A toddler can dump ingredients, help pat down flour in the measuring cup, count along with you, etc. An elementary-aged child can do all the activities that a toddler can do, including measuring ingredients, reading directions, and using a butter knife to cut soft foods, etc.
An older child can do all of the above, plus they can work a hand-mixer or also use a paring knife to cut long foods such as carrots and zucchini, etc. Only you can gauge how much support you will need to give to your children as they cook.
2. Don’t force participation.
I don’t know many kids that don’t get excited to help make cookies, but pay attention to your child’s attention span during the process. A toddler may want to help but will quickly lose interest. This is perfectly normal and age-appropriate. Child development experts say that on average, a 4- or 5-year-old child should be able to stay focused on a task for 2-5 minutes multiplied by the year of their age. So, young kids should be able to focus between 8 and 25 minutes, possibly more, depending on the task.
3. Have fun and relax!
This is always easier said than done. Yes, messes will happen, and cooking together will usually take longer than it would have taken to cook alone (depending on your child’s experience). So in the beginning, chose a block of time where you aren’t in a rush, and be prepared to not get stressed about the order of your kitchen when all is said and done. Because remember, cooking time is bonding time.
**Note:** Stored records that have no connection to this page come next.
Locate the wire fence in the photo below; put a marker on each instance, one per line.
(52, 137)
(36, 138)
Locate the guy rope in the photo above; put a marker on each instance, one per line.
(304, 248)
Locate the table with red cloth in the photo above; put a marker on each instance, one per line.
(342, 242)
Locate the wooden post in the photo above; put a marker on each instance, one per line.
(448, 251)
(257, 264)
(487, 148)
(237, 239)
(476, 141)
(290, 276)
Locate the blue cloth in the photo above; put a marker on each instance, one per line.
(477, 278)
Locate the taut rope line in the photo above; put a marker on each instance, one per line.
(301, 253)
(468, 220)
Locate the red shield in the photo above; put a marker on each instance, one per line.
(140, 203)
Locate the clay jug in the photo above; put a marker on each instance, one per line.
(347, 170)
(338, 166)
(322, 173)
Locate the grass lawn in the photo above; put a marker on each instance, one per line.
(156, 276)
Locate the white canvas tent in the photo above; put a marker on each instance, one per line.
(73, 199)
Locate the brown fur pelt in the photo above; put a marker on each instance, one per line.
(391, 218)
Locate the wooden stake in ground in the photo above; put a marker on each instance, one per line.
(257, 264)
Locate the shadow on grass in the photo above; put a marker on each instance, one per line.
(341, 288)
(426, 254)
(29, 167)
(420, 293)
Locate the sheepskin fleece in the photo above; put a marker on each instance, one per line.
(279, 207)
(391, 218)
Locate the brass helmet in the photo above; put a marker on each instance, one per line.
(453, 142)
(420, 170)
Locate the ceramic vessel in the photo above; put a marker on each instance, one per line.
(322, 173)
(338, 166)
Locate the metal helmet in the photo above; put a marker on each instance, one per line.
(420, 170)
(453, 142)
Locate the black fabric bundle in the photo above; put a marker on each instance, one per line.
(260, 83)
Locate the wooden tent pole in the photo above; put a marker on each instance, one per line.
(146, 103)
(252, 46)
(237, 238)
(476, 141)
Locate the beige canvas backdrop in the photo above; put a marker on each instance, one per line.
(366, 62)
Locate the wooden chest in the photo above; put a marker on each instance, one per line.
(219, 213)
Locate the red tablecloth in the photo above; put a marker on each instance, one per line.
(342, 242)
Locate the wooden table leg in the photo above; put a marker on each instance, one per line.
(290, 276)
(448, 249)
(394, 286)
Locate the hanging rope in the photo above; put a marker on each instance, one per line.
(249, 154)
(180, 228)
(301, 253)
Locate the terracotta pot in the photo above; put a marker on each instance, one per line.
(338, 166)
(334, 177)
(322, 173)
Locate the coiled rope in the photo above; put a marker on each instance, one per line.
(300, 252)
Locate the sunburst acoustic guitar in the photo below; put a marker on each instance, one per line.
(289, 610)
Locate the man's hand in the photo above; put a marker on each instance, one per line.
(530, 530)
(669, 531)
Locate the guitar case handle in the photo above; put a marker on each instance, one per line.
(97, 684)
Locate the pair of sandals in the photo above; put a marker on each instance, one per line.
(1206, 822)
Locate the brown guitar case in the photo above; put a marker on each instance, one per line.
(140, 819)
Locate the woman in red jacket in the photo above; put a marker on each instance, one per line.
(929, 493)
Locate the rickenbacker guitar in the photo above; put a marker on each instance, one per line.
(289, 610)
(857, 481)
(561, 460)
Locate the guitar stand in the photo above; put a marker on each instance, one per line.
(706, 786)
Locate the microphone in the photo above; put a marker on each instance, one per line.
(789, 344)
When you cook with your kids, you are not only teaching them basic life skills, such as reading, math, and how to follow directions, you are also showing them how much they mean to you.
Teach your kids how to follow a recipe, and you will be helping your children create a foundation of success in the kitchen and throughout their entire lives. When you offer your time, love, and attention–whether it accompanies a successful dish, or not–your kids will remember the time you spent together forever!